Processione delle Macchine dall’abbazia di Sant’Andrea, tra ceri e fiaccole nel centro storico; riconosciuta Patrimonio d’Italia nel 2011

Vercelli si ferma per la Processione delle Macchine: il Venerdì Santo tra fede e tradizione

Vercelli si ferma per la Processione delle Macchine: il Venerdì Santo tra fede e tradizione

Vercelli si prepara a uno dei momenti più intensi e identitari dell’anno. Con il Venerdì Santo torna la Processione delle Macchine, un appuntamento che unisce fede, storia e tradizione popolare, capace ogni volta di trasformare il centro cittadino in un grande palcoscenico spirituale.

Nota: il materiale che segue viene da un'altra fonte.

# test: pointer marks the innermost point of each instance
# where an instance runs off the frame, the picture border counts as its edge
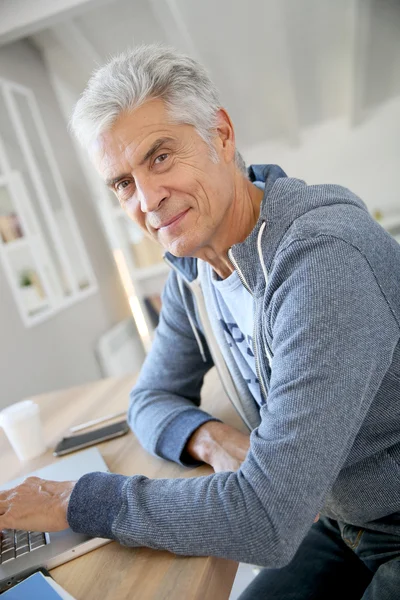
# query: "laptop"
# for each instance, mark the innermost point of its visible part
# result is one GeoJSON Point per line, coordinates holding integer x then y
{"type": "Point", "coordinates": [22, 552]}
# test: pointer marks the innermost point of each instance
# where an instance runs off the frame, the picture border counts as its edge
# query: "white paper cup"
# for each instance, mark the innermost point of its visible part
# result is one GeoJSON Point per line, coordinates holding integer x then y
{"type": "Point", "coordinates": [22, 425]}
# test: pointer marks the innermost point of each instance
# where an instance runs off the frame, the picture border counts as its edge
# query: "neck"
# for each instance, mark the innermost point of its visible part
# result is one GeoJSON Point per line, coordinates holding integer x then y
{"type": "Point", "coordinates": [238, 223]}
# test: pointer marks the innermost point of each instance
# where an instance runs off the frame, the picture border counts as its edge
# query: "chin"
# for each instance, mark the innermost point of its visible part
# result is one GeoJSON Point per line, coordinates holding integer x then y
{"type": "Point", "coordinates": [181, 248]}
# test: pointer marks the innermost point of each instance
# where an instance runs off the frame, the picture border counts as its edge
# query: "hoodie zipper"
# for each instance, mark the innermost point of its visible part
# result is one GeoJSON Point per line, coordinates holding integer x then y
{"type": "Point", "coordinates": [243, 280]}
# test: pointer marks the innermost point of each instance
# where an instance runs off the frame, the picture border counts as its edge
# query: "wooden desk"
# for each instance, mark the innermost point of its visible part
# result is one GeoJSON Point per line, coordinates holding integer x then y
{"type": "Point", "coordinates": [116, 572]}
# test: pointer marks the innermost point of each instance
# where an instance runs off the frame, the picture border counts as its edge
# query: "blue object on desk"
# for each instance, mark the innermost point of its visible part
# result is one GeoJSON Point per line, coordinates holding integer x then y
{"type": "Point", "coordinates": [35, 587]}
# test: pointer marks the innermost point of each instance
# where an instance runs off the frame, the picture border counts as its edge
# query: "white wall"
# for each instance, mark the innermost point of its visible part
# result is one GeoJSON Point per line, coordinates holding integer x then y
{"type": "Point", "coordinates": [59, 352]}
{"type": "Point", "coordinates": [365, 158]}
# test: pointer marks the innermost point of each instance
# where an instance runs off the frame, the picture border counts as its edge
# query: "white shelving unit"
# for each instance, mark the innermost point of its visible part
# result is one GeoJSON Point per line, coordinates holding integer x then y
{"type": "Point", "coordinates": [41, 249]}
{"type": "Point", "coordinates": [139, 260]}
{"type": "Point", "coordinates": [392, 224]}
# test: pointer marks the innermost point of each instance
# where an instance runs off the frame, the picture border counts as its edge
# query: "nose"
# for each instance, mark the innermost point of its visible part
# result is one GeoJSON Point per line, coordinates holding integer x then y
{"type": "Point", "coordinates": [150, 194]}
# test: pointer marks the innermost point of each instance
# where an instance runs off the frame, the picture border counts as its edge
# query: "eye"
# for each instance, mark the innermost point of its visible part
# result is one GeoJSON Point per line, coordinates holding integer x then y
{"type": "Point", "coordinates": [121, 185]}
{"type": "Point", "coordinates": [161, 158]}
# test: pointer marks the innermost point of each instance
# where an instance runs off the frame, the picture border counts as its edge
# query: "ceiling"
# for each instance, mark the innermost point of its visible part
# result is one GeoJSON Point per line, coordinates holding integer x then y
{"type": "Point", "coordinates": [280, 65]}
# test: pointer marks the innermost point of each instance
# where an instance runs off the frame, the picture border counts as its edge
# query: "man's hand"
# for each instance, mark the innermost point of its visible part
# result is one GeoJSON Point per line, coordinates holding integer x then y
{"type": "Point", "coordinates": [36, 505]}
{"type": "Point", "coordinates": [219, 445]}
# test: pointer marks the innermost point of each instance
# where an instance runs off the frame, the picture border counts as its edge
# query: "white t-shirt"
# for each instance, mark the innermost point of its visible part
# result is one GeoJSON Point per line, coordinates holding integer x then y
{"type": "Point", "coordinates": [235, 309]}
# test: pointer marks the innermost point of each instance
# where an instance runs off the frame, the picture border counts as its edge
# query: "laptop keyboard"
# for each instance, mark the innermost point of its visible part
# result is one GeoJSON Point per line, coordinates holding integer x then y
{"type": "Point", "coordinates": [15, 543]}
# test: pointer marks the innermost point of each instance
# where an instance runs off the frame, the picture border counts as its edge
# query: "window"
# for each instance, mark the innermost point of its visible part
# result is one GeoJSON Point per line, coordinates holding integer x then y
{"type": "Point", "coordinates": [41, 249]}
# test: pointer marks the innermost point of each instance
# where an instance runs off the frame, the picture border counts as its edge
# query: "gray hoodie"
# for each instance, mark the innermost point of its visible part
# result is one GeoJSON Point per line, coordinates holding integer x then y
{"type": "Point", "coordinates": [325, 278]}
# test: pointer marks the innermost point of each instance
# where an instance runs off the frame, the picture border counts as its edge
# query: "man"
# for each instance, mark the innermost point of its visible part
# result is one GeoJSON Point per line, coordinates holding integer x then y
{"type": "Point", "coordinates": [293, 291]}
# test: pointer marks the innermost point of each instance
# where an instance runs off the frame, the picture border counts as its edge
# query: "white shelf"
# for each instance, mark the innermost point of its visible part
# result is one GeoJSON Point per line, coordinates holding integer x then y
{"type": "Point", "coordinates": [153, 271]}
{"type": "Point", "coordinates": [16, 244]}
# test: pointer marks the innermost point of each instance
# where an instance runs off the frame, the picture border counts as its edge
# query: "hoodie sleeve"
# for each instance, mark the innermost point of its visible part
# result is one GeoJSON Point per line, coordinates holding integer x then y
{"type": "Point", "coordinates": [328, 318]}
{"type": "Point", "coordinates": [164, 404]}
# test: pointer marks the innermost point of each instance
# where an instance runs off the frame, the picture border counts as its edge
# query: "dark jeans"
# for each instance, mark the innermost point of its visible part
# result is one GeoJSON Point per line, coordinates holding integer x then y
{"type": "Point", "coordinates": [335, 561]}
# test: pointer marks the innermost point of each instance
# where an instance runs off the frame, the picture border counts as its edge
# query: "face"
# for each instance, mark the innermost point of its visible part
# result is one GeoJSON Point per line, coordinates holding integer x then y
{"type": "Point", "coordinates": [163, 176]}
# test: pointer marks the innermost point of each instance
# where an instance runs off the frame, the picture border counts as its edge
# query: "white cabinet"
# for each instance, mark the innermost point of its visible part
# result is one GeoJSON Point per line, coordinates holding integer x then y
{"type": "Point", "coordinates": [41, 249]}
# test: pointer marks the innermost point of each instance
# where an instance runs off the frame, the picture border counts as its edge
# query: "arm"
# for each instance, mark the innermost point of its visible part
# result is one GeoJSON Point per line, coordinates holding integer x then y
{"type": "Point", "coordinates": [325, 374]}
{"type": "Point", "coordinates": [164, 404]}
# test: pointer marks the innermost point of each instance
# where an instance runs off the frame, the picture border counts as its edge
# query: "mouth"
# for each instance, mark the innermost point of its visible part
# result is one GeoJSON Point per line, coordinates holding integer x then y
{"type": "Point", "coordinates": [173, 221]}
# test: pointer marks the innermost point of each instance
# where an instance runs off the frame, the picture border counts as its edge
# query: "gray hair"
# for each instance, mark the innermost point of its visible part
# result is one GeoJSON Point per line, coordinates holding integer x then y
{"type": "Point", "coordinates": [143, 73]}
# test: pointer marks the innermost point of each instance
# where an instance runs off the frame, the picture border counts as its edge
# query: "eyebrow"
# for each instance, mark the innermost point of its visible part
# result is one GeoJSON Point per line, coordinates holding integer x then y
{"type": "Point", "coordinates": [152, 150]}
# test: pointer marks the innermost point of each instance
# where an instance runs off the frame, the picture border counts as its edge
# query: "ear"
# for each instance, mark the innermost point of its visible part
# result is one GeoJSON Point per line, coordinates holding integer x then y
{"type": "Point", "coordinates": [225, 138]}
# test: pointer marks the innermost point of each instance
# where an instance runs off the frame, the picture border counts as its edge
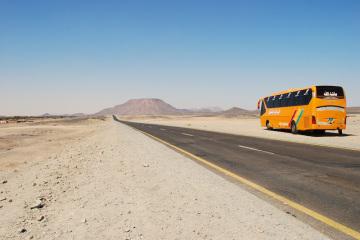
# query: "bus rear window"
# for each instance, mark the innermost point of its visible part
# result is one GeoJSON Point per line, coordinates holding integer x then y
{"type": "Point", "coordinates": [329, 92]}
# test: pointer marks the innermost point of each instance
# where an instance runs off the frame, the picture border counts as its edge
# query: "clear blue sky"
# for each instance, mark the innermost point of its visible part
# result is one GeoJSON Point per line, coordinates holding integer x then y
{"type": "Point", "coordinates": [82, 56]}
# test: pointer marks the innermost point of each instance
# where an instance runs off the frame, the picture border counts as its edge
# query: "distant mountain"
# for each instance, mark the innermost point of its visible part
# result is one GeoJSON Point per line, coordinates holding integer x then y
{"type": "Point", "coordinates": [206, 110]}
{"type": "Point", "coordinates": [63, 115]}
{"type": "Point", "coordinates": [143, 106]}
{"type": "Point", "coordinates": [238, 112]}
{"type": "Point", "coordinates": [157, 107]}
{"type": "Point", "coordinates": [353, 110]}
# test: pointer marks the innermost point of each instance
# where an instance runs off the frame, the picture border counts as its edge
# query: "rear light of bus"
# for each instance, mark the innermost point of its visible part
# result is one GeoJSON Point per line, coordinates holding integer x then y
{"type": "Point", "coordinates": [313, 121]}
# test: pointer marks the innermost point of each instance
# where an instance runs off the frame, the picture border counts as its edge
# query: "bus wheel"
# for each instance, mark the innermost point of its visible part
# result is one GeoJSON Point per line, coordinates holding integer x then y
{"type": "Point", "coordinates": [293, 128]}
{"type": "Point", "coordinates": [268, 126]}
{"type": "Point", "coordinates": [320, 132]}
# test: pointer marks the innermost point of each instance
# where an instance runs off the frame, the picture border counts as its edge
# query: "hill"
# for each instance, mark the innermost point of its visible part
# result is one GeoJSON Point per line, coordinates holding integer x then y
{"type": "Point", "coordinates": [143, 106]}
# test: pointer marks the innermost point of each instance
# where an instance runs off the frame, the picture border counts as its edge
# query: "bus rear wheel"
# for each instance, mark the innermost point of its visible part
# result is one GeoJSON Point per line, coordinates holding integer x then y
{"type": "Point", "coordinates": [293, 128]}
{"type": "Point", "coordinates": [268, 125]}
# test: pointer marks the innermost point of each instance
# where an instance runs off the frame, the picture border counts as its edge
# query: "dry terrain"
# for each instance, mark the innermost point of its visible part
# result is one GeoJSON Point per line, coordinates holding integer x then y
{"type": "Point", "coordinates": [96, 179]}
{"type": "Point", "coordinates": [250, 126]}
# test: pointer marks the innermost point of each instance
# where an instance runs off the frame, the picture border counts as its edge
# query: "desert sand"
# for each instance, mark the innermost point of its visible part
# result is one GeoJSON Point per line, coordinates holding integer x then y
{"type": "Point", "coordinates": [251, 127]}
{"type": "Point", "coordinates": [95, 179]}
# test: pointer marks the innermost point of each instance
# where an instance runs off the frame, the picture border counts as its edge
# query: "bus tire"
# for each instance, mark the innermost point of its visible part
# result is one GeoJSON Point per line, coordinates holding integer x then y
{"type": "Point", "coordinates": [268, 125]}
{"type": "Point", "coordinates": [320, 132]}
{"type": "Point", "coordinates": [293, 128]}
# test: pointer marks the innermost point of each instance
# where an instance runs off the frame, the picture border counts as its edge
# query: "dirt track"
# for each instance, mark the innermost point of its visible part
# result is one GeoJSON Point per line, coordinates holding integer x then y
{"type": "Point", "coordinates": [105, 180]}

Protagoniste sono le “Macchine”, imponenti gruppi scultorei realizzati in legno, gesso e cartapesta, custoditi dalle confraternite e raffiguranti i momenti più significativi della Passione di Cristo: dall’Orto degli Ulivi fino alla Crocifissione. Opere che non sono solo simboli religiosi, ma veri e propri patrimoni artistici tramandati nel tempo.

Il corteo partirà dall’abbazia di Sant’Andrea, cuore della celebrazione, e attraverserà le vie del centro storico in un’atmosfera unica. Le Macchine vengono portate a spalla da volontari, mentre figuranti in abiti tradizionali accompagnano la processione, contribuendo a ricreare un rito che affonda le radici nella storia della città.

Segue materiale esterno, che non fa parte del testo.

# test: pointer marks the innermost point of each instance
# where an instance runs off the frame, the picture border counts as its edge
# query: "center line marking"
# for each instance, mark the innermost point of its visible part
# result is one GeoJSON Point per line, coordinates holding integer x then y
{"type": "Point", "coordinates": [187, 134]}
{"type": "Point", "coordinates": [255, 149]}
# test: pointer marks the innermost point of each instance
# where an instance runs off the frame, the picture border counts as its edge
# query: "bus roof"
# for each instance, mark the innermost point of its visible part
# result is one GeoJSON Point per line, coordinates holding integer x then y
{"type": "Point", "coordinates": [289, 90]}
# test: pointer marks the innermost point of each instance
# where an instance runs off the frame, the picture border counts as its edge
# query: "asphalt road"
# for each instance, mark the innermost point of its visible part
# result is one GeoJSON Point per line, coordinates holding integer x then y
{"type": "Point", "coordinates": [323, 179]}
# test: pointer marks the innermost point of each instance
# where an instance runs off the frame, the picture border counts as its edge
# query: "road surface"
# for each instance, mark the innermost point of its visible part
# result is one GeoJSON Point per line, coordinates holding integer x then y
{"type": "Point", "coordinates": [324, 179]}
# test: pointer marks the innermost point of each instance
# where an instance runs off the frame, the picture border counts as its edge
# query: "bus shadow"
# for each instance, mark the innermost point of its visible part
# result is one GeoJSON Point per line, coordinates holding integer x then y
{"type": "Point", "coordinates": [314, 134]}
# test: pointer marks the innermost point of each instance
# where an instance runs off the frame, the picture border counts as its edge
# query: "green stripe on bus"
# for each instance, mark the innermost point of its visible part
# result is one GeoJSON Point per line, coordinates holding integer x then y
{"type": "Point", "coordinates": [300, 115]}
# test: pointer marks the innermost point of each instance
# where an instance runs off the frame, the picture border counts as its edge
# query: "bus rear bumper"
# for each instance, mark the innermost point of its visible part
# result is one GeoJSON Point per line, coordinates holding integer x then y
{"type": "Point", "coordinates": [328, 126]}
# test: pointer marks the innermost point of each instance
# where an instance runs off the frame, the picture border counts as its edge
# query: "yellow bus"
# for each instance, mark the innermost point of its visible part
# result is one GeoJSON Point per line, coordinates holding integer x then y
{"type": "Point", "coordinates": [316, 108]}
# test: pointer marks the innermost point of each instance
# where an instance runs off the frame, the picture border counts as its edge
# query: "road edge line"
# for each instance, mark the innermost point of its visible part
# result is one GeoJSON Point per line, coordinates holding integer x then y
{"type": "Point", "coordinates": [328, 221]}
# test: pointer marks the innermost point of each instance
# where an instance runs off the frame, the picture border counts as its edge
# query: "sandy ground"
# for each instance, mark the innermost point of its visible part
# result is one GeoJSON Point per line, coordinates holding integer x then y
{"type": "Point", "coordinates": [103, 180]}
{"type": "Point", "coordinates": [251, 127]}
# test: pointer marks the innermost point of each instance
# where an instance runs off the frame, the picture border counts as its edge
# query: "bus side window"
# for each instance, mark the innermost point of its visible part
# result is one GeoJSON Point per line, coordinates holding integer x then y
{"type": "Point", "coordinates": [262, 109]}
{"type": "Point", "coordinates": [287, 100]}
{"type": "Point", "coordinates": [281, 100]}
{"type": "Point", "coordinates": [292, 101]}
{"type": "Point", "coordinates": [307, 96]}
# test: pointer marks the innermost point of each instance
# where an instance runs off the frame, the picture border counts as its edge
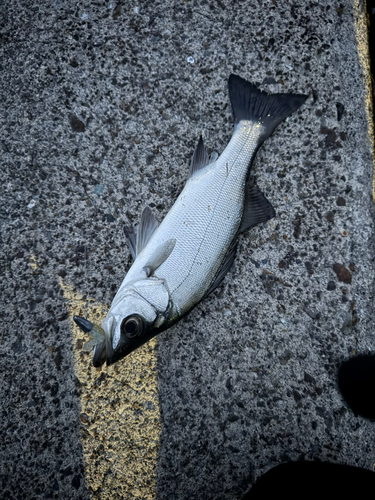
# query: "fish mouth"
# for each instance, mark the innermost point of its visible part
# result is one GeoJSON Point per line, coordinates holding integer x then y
{"type": "Point", "coordinates": [100, 349]}
{"type": "Point", "coordinates": [103, 351]}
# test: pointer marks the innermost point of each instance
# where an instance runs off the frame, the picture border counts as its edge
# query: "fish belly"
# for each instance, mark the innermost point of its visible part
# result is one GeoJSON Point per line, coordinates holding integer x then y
{"type": "Point", "coordinates": [204, 221]}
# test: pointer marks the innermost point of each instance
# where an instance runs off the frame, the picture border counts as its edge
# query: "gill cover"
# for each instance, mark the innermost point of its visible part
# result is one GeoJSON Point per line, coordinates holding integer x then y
{"type": "Point", "coordinates": [138, 312]}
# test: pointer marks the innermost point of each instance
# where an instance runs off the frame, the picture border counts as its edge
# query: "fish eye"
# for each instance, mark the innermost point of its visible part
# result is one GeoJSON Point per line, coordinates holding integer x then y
{"type": "Point", "coordinates": [132, 326]}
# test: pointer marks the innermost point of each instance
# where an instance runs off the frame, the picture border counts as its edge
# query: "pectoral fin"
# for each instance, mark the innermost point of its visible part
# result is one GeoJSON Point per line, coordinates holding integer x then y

Quando cala la sera, la suggestione cresce: ceri e fiaccole illuminano il percorso, mentre fedeli e visitatori seguono in silenzio il passaggio delle sculture. Un momento sospeso, che ogni anno richiama non solo i vercellesi, ma anche molti turisti attratti dalla forza visiva ed emotiva dell’evento.

Al termine del percorso, la processione farà ritorno in basilica, dove si concluderà la celebrazione, chiudendo un rito che è insieme devozione e memoria collettiva.

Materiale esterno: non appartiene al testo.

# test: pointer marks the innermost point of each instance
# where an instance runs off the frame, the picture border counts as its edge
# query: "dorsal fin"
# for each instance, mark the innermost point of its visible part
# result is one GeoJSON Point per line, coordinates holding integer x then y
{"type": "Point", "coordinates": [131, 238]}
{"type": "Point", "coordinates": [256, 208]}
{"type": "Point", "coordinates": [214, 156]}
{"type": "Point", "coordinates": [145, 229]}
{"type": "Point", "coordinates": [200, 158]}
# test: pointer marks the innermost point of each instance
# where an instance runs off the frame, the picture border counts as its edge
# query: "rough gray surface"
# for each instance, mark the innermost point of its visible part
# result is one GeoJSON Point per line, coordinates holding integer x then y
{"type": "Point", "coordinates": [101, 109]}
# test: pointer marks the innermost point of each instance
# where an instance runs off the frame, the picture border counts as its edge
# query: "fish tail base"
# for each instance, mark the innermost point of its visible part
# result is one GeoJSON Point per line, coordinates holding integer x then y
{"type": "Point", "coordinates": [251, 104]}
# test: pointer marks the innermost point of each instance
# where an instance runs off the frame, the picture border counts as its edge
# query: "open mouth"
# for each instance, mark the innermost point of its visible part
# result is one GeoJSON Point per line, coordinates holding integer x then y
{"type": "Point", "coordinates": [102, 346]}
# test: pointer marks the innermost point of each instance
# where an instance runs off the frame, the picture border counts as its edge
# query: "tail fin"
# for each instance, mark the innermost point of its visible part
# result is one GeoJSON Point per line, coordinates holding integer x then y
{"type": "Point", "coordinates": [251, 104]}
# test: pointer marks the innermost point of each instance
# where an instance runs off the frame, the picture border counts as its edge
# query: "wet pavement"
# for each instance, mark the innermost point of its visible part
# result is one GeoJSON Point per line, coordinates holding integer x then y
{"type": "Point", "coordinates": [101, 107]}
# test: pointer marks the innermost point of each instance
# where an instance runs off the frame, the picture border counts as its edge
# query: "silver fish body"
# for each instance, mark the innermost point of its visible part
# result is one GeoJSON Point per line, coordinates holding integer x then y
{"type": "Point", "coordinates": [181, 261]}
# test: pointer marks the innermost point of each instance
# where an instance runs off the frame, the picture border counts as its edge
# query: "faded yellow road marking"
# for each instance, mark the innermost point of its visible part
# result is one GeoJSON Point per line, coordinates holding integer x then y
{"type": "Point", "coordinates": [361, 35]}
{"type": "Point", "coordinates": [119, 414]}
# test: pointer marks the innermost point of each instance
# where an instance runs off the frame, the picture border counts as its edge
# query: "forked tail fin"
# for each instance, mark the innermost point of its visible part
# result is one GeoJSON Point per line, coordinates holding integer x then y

Non a caso, nel 2011 la Processione delle Macchine è stata riconosciuta come “Patrimonio d’Italia”, un titolo che ne certifica il valore culturale oltre che religioso. Un riconoscimento che conferma quanto questa tradizione sia capace di custodire e raccontare l’identità di un territorio.

In un tempo in cui tutto cambia rapidamente, Vercelli si ritrova così attorno a un rito che resiste, si rinnova e continua a parlare anche alle nuove generazioni. Perché qui, tra luci soffuse e passi lenti, la storia non è solo ricordata: viene vissuta.